*Perspektywa Shane'a*
Nie ukrywam lubię tą Lily.. Nawet ją kocham jako rodzeństwo ale boję się o tym przyznać żeby inni się ze mnie nie śmiali więc postanowiłem że będę jak na razie po stronie Hailie Tony'ego i Dylana.
-Chodźcie idziemy - Vince
-Mhm - Shane
Pojechaliśmy pod restauracje żeby uczcić przybycie naszej kochanej siostrzyczki. Hailie chyba była wkurzona nie.. bardziej WKURWIONA.
-Siadaj Droga Lilianno - Vincent
Zabolało mnie to.. W cholere to.. Ma podobnie imię do naszej matki czyli Lissy..
Nie pozwolę stracić Lily. Ona i niczym nie wie a Hailie już jest na podobnym poziomie Dylana ani mi się podskoczyć pod jej głowę bo dostanie od niej i wyląduje w szpitalu na bloku operacyjnym.
Aż nagle wszedł... SZATAN!
*Perspektywa Hailie*
Do restauracji wszedł SZATAN nienawidzę gościa. Usiadł koło Lily. NIECH SIĘ OD NIEJ ODSUNIE.
Nagle rzuciłam w niego nożem w brzuch. Syknął z bólu a ja się uśmiechnęłam. Już chciałam do niego podejść ale Dylan trzymał mnie za nadgarstki i przyciągnął do siebie.
Ah zapomniałam wam pokazać ranking rodzeństwa.
🤍🤍🤍🤍🤍🤍🤍🤍🤍🤍🤍🤍🤍🤍🤍🤍🤍🤍🤍🤍🤍🤍🤍
1.Dylan
2.Tony
3.Shane
4.Will
5.Vincent
6.Lily
Tak uwielbiam Dylana. W końcu się uspokoiłam zauważyłam że szatan ma dwa noże w sobie.

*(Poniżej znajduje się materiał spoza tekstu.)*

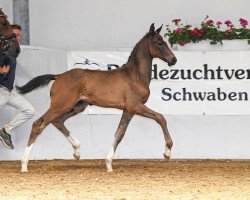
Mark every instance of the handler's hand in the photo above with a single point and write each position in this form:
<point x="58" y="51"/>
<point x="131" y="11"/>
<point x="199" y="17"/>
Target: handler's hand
<point x="5" y="69"/>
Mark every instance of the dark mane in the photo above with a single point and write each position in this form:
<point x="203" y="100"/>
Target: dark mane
<point x="135" y="49"/>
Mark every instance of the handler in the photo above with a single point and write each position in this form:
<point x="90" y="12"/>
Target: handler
<point x="10" y="97"/>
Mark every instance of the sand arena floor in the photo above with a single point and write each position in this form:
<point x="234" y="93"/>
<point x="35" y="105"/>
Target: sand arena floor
<point x="131" y="179"/>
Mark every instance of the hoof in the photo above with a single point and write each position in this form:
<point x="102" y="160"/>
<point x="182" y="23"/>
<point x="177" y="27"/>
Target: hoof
<point x="77" y="157"/>
<point x="166" y="156"/>
<point x="109" y="166"/>
<point x="24" y="170"/>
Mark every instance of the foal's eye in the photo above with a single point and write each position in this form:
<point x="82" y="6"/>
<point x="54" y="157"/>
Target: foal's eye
<point x="159" y="43"/>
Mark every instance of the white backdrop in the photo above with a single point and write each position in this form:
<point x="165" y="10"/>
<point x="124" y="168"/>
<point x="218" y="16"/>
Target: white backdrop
<point x="194" y="136"/>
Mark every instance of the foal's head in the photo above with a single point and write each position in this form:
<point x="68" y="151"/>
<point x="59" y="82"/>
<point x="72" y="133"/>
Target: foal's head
<point x="8" y="42"/>
<point x="158" y="48"/>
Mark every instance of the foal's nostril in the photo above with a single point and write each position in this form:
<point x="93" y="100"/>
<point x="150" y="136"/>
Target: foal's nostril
<point x="18" y="50"/>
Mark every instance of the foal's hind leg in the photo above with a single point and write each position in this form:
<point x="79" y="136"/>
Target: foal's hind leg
<point x="37" y="127"/>
<point x="59" y="124"/>
<point x="120" y="132"/>
<point x="142" y="110"/>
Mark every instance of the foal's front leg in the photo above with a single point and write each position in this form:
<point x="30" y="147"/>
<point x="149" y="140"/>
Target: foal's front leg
<point x="59" y="124"/>
<point x="120" y="132"/>
<point x="142" y="110"/>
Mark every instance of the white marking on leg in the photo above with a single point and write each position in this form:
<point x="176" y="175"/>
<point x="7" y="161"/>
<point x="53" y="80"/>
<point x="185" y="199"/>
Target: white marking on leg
<point x="109" y="159"/>
<point x="76" y="145"/>
<point x="167" y="152"/>
<point x="25" y="158"/>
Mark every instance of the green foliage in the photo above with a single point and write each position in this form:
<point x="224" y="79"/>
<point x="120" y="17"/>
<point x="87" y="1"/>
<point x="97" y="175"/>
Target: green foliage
<point x="208" y="30"/>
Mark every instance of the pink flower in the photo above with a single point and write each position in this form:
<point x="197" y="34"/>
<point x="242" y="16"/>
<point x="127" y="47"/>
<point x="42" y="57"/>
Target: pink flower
<point x="208" y="22"/>
<point x="182" y="43"/>
<point x="194" y="32"/>
<point x="243" y="22"/>
<point x="179" y="30"/>
<point x="176" y="21"/>
<point x="228" y="23"/>
<point x="226" y="32"/>
<point x="218" y="24"/>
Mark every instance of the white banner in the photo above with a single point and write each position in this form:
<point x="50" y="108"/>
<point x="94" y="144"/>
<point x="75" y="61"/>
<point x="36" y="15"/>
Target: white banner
<point x="201" y="83"/>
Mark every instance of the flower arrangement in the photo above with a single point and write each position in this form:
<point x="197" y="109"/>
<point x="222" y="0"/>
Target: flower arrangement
<point x="208" y="30"/>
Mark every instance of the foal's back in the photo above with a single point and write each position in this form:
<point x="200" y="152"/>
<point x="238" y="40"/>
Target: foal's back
<point x="101" y="88"/>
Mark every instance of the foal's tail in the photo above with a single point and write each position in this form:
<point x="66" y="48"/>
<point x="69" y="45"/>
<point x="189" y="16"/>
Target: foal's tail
<point x="35" y="83"/>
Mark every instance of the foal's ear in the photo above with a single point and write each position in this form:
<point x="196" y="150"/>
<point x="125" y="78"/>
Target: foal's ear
<point x="159" y="29"/>
<point x="152" y="29"/>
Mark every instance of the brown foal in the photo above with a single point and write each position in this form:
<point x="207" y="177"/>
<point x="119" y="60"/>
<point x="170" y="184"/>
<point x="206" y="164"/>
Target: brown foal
<point x="126" y="88"/>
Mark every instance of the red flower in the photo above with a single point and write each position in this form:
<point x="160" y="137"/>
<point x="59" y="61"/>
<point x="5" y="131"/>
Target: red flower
<point x="194" y="32"/>
<point x="182" y="43"/>
<point x="208" y="22"/>
<point x="243" y="22"/>
<point x="226" y="32"/>
<point x="179" y="30"/>
<point x="176" y="21"/>
<point x="202" y="31"/>
<point x="228" y="23"/>
<point x="218" y="24"/>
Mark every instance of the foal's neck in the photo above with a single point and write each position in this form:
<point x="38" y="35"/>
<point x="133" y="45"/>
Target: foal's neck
<point x="140" y="62"/>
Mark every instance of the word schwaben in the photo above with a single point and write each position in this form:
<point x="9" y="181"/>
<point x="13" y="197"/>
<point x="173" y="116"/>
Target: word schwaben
<point x="202" y="74"/>
<point x="198" y="74"/>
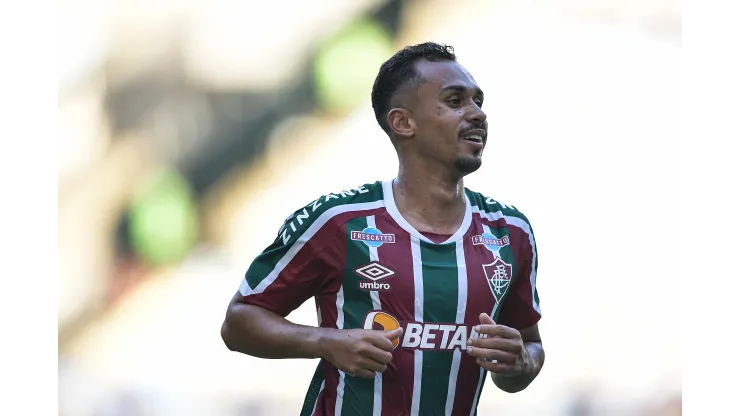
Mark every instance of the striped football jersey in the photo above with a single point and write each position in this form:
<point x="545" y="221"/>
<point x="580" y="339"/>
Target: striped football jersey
<point x="367" y="267"/>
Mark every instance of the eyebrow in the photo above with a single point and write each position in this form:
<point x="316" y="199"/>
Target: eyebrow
<point x="461" y="88"/>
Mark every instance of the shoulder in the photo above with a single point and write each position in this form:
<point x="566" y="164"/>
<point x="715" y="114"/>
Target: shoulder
<point x="330" y="211"/>
<point x="495" y="209"/>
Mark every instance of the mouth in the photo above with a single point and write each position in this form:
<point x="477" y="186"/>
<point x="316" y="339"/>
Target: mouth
<point x="474" y="136"/>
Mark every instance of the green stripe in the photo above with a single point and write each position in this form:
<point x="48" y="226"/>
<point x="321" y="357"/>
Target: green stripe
<point x="268" y="259"/>
<point x="439" y="273"/>
<point x="313" y="390"/>
<point x="358" y="392"/>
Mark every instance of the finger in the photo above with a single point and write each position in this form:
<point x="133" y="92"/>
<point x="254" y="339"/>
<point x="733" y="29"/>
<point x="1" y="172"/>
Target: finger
<point x="497" y="331"/>
<point x="485" y="319"/>
<point x="385" y="340"/>
<point x="485" y="353"/>
<point x="495" y="343"/>
<point x="379" y="355"/>
<point x="361" y="373"/>
<point x="499" y="368"/>
<point x="393" y="334"/>
<point x="372" y="365"/>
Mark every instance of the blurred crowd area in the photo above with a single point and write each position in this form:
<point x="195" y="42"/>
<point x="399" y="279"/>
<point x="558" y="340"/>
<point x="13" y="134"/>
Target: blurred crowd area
<point x="190" y="129"/>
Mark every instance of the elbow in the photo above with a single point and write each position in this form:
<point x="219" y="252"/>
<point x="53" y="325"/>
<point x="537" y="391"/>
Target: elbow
<point x="228" y="334"/>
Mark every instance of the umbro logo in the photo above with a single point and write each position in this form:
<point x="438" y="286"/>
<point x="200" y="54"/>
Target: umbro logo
<point x="374" y="271"/>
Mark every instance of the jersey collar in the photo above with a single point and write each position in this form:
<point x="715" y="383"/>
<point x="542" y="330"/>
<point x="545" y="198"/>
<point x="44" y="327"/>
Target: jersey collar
<point x="390" y="206"/>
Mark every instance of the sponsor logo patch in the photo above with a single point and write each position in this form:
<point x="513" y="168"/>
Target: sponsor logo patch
<point x="491" y="242"/>
<point x="422" y="335"/>
<point x="374" y="272"/>
<point x="372" y="237"/>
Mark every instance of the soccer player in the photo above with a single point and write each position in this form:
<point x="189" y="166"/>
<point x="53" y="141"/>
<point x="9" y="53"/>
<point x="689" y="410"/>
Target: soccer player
<point x="422" y="286"/>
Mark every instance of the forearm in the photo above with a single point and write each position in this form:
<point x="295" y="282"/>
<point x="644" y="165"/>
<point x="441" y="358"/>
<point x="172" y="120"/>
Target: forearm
<point x="261" y="333"/>
<point x="529" y="367"/>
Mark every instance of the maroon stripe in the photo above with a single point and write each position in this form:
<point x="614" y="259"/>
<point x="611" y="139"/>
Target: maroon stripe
<point x="331" y="383"/>
<point x="398" y="379"/>
<point x="320" y="409"/>
<point x="518" y="310"/>
<point x="303" y="277"/>
<point x="480" y="299"/>
<point x="334" y="256"/>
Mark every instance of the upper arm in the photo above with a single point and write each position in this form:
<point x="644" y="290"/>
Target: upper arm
<point x="291" y="270"/>
<point x="531" y="334"/>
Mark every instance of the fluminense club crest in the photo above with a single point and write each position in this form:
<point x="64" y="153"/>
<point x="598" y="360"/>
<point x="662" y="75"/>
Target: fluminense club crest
<point x="498" y="275"/>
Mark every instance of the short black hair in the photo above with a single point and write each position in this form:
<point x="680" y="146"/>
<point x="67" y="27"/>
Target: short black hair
<point x="399" y="69"/>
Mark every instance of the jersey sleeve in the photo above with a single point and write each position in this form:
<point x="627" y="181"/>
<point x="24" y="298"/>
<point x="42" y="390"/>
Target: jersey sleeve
<point x="521" y="307"/>
<point x="294" y="268"/>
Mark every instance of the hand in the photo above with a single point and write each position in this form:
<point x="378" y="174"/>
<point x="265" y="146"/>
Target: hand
<point x="359" y="352"/>
<point x="499" y="349"/>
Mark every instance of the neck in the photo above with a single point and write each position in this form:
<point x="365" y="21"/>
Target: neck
<point x="430" y="199"/>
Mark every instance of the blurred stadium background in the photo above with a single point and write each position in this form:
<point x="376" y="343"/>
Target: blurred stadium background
<point x="190" y="129"/>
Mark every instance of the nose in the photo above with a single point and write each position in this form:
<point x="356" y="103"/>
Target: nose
<point x="476" y="114"/>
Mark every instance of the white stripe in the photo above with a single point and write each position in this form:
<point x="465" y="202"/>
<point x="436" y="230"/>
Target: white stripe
<point x="316" y="403"/>
<point x="519" y="223"/>
<point x="302" y="240"/>
<point x="340" y="325"/>
<point x="390" y="206"/>
<point x="375" y="296"/>
<point x="487" y="229"/>
<point x="477" y="391"/>
<point x="418" y="317"/>
<point x="462" y="304"/>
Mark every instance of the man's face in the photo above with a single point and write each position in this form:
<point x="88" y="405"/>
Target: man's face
<point x="449" y="122"/>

O KURDE. LILY. RZUCIŁA. NOŻEM. W. SZATANA.PRZY.NAS.WSZYSTKICH!
Vincent pewnie dzwonił na karetkę a Lily dostawało opieprz od Willa.
*Perspektywa Willa*
Hailie rzuciła nożem w Adriena Santana. Znowu.. Później do niego podchodziła powoli z uśmieszkiem i rękami w pięściach. ONA CHCE GO POBIĆ. Z racji tego że jestem jej opiekunem prawnym to powinienem zareagować ale nagle Dylan wstał i przyciągnął ją do siebie a ta się w niego wtuliła słodka. W końcu LILY RZUCIŁA NOŻEM DRUGI RAZ W ADRIENA SANTANA.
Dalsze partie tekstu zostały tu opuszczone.